While most crimes were punishable by fines, some throughout our history have been consistently punishable with death.  Of these, the common ones seem to be: murder, violent theft, treason, arson, sodomy, rape, pickpocketing, stealing from churches, horse-stealing, and sheep and cattle stealing, and witchcraft.
That's not to say that other offenses weren't punishable by death, just that these offenses spanned the middle ages through the 18th century in Europe pretty consistently.

Most executions were not carried out.  Many people plead their way out of execution, joining the army or navy, pleading right of clergy, or convincing the court they were pregnant.
Also, a note about executions..... Hanging was the main way normal criminals were dealt with.  It was easy, cheap, and horrific enough to make a point.  (The sharp drop was not invented until 1783.  Before that, hanging killed by strangulation.)  Other more awful deaths awaited those convicted of the worse crimes.  While a normal murderer would just be hanged, one who murdered children or raped and murdered might be killed in a worse way.  Women guilty of treason were burned at the stake, and men guilty of treason were drawn and quartered.  Hanged and cut down while still alive, they were disemboweled, castrated, beheaded and quartered.  
Many executions, whether hanging, breaking on a wheel, or draw and quartering, were given mercy by an executioner, who delivered a killing blow before the sentence was carried out.


----------



## Stari Bogovi (Mar 9, 2012)

What about lynching and vigilante justice?  I know that peasants would take it upon themselves to mete out beatings, mild tortures, and public humiliations (I read one bit about your neighbors removing the roof of your house if they thought your wife was too domineering).  How much further might it go?


----------



## Ravana (Mar 10, 2012)

Dare I guess you aren't from the U.S.? If you were, you'd probably know how far it might go.…


----------



## Fnord (Mar 10, 2012)

Ravana said:


> Dare I guess you aren't from the U.S.? If you were, you'd probably know how far it might go.…




Yeah, there are still isolated incidents of "peasant justice" in the U.S.

Here in Omaha we have our own low-point:

http://en.wikipedia.org/wiki/Omaha_Race_Riot_of_1919


----------



## Hans (Mar 11, 2012)

When it comes to vigilante justice there are lots of variations that do not (bodily) harm the victim.

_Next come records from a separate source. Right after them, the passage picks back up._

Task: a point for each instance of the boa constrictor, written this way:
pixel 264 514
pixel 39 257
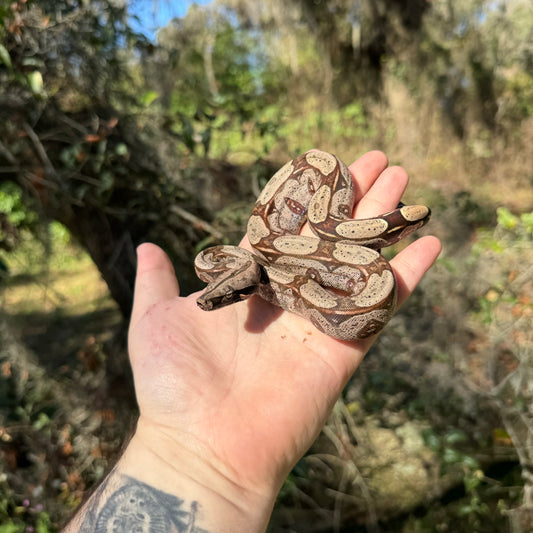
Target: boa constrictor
pixel 338 280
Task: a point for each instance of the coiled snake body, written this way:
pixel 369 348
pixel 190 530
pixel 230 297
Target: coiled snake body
pixel 338 280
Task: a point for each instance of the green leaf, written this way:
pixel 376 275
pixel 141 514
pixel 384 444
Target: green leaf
pixel 527 220
pixel 121 149
pixel 5 58
pixel 454 436
pixel 35 80
pixel 506 219
pixel 148 97
pixel 10 527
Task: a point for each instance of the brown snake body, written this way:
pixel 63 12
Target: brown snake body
pixel 338 280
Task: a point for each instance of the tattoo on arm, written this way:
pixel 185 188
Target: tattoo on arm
pixel 137 507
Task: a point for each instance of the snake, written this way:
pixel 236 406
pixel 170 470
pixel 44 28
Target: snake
pixel 337 278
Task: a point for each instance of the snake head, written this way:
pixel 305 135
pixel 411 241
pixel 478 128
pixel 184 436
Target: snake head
pixel 231 287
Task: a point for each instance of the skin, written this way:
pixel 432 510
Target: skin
pixel 231 399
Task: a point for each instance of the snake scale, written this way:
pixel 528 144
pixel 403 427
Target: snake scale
pixel 338 279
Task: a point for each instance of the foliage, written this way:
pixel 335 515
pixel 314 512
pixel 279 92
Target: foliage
pixel 119 140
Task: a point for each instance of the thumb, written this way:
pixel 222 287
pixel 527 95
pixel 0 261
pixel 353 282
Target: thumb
pixel 155 280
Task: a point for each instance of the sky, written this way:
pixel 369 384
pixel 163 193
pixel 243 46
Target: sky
pixel 154 14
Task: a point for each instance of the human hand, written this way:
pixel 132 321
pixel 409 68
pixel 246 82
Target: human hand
pixel 248 387
pixel 230 400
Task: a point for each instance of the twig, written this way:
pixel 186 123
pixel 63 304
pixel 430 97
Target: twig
pixel 39 148
pixel 197 222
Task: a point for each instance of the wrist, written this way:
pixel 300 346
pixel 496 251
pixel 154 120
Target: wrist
pixel 182 468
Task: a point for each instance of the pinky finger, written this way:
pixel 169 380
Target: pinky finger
pixel 412 263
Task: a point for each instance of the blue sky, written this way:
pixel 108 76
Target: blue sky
pixel 154 14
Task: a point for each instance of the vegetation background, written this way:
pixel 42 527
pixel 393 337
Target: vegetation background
pixel 109 138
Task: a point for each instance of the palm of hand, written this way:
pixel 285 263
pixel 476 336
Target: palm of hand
pixel 250 385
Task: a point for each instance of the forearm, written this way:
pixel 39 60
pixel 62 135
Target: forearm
pixel 147 492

They may even be legal at times.
Removing the roof was already mentioned, an other variation was putting a dung cart (I might not have fount the correct translation for "Mistwagen") on the roof.
If it was thought somebody are an illegitimate couple the path between their front door could be marked in some way.

A special (illegal) form of public humiliation called "Haberfeldtreiben" was revived here in Germany some years ago. A big group of people ("Haberer") would assemble at night in front of the victims house and make a lot of noise. Then the leader proclaims the list of the victims sins in lyric verses and everyone answers "Ja, wahr is." (Yes, it's true). After that they all leave again.
The victim is strongly encuraged not to leave the house and even sent back if he does so.


----------



## Caged Maiden (Mar 12, 2012)

That last one is really interesting.  I wonder whether historical references exist for that type of thing.  I love that we got off track but into something really cool.  It only helps to inspire any who read these threads.  Thank you guys.


----------



## Hans (Mar 12, 2012)

anihow said:


> That last one is really interesting.  I wonder whether historical references exist for that type of thing.


Are court files enough reference? About 130 of these exist for the time between 1700 to 1900.
For the latest one you might search for "Haberfeldtreiben Gerd Sonnleitner". It was a big thing around here, because it was the first one after about one hundred years. But I don't know what English references to that event exist.


----------